Et en général, ça marche : L’un attaque, l’autre se défend, ils sont tous les deux les pattes en première ligne, donc la lame en première ligne, l’un monte sur l’autre, enfonce sa lame dans la chair de son concurrent, et au bout de quelques secondes, trente maximum, il y en a un qui s’est pris un mauvais coup.
Parfois, ça va plus vite. Parfois, il suffit que la lame trouve la gorge ou le cœur de l’autre pour qu’en 5 secondes, le combat soit terminé.
Et puis des fois, c’est l’agonie.
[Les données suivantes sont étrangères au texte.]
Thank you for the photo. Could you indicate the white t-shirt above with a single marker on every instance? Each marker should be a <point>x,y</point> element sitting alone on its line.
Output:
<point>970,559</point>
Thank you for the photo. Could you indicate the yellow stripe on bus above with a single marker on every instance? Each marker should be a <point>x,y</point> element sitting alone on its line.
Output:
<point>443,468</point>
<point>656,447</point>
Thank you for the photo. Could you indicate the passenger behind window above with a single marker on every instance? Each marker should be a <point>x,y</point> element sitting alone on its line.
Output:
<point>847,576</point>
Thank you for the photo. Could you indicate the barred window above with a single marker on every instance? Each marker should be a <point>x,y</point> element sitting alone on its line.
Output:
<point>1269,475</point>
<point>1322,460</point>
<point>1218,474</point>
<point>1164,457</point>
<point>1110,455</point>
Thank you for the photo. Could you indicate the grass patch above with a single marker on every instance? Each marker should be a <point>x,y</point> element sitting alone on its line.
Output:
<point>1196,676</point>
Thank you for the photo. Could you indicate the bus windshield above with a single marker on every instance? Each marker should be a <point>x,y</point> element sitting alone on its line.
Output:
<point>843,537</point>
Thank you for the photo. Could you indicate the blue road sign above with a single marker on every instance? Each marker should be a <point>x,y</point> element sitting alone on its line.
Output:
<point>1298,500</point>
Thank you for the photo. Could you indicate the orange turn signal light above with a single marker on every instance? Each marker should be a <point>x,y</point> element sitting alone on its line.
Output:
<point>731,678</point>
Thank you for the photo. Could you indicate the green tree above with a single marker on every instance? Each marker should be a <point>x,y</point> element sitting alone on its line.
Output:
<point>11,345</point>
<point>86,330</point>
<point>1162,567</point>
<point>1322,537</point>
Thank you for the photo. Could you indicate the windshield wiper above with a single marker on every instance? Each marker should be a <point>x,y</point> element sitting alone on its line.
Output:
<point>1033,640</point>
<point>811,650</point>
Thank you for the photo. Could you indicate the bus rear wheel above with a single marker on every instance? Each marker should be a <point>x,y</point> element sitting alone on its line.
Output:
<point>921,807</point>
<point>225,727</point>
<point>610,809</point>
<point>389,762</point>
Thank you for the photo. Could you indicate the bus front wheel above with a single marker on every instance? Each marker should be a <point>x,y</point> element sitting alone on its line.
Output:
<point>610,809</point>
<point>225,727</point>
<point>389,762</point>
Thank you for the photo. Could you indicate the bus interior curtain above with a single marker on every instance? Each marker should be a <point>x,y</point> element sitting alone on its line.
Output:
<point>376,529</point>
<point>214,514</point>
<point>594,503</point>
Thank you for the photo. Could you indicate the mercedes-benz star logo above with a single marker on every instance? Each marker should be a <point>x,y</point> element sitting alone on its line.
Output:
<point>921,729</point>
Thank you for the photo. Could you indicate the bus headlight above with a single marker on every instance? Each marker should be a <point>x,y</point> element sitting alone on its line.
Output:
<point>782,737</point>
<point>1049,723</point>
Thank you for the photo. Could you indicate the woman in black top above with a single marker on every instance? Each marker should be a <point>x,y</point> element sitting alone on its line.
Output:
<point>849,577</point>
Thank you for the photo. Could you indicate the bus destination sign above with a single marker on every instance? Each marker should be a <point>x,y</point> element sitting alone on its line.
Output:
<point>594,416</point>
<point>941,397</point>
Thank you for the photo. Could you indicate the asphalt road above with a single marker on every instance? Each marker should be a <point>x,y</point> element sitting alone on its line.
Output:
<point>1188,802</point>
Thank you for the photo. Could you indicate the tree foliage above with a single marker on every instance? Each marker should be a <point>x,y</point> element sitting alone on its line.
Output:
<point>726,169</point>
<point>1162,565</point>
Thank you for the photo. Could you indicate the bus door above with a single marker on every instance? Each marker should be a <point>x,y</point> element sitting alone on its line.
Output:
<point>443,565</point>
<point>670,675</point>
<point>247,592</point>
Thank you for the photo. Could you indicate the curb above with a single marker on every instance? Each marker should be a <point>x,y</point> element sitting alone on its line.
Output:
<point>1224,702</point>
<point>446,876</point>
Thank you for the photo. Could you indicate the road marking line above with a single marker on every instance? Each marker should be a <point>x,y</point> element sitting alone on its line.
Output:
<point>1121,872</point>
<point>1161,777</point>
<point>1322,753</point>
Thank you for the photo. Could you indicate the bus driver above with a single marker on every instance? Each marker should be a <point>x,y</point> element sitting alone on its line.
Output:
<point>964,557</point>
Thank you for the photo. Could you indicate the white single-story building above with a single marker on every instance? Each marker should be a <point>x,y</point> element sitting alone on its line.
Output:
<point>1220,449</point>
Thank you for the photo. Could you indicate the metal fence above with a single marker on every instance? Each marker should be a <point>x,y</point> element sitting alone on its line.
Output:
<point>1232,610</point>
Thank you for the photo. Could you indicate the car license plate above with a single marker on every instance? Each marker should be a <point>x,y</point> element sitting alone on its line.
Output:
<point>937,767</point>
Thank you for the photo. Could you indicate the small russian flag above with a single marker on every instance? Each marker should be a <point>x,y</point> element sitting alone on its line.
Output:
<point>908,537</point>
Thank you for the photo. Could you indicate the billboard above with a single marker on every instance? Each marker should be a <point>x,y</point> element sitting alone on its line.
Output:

Les deux sont méchamment abimés, donc ils restent sur le sol, l’un contre l’autre, ton coq donne quand même des coups de bec à l’autre pour lui montrer qui est le patron, mais il perd beaucoup de sang.
Et ça continue de gueuler dans l’arène, les gens encouragent, s’exclament, parfois ont mal pour le coq, je crois (j’espère !). Quand ils ne bougent plus trop, l’arbitre les attrape tous les deux par les plumes du dos, les rapprochent, pour voir si tous les deux continuent à donner des coups de becs. Puis il les repose à terre. Si l’un ne bouge plus trop, il recommence trois fois ce protocole.
Si rien ne se passe, celui qui bouge le plus est déclaré vainqueur.
Voilà. Super, un coq a gagné.
Pour le dernier combat auquel nous avons assisté, il s’est passé un truc assez palpitant : Les deux coqs étaient vraiment très excités et très vigoureux.
L’un des deux a enfoncé sa lame dans le thorax de l’autre, qui s’est mis à saigner sérieusement, mais est resté debout. Le coq blessé ne s’est pas laissé démonter : Il s’est jeté sur son adversaire et lui a tranché la gorge. Puis il est tombé raide mort, comme son concurrent. Ex-aequo.
Mais reprenons notre narration où nous l’avons laissée : Disons que tu es l’heureux propriétaire d’un coq mort, là, par terre, dans le sable de l’arène.
Il s’est bien battu, mais il a succombé à ses blessures. Tu reprends la dépouille de ton coq sous le bras, tu retournes dans la pièce où tu avais fixé la lame à la patte de ton coq, tu es quand même un poil dégoutté d’avoir perdu une jolie bête et de ne pas avoir gagné d’argent, mais bon, tu es Philippin donc tu te dis avec optimisme que la vie continue, tout en découpant la patte de ton coq sur laquelle tu avais attaché la lame.
Tu en gagneras, des combats, avec d’autres coqs plus forts que celui-là. Tu récupères la lame, ton coq, et tu laisses la patte traîner par terre.
C’est de la culture locale, c’est un sport national, j’essaie de respecter. Mais vraiment, je ne comprends pas.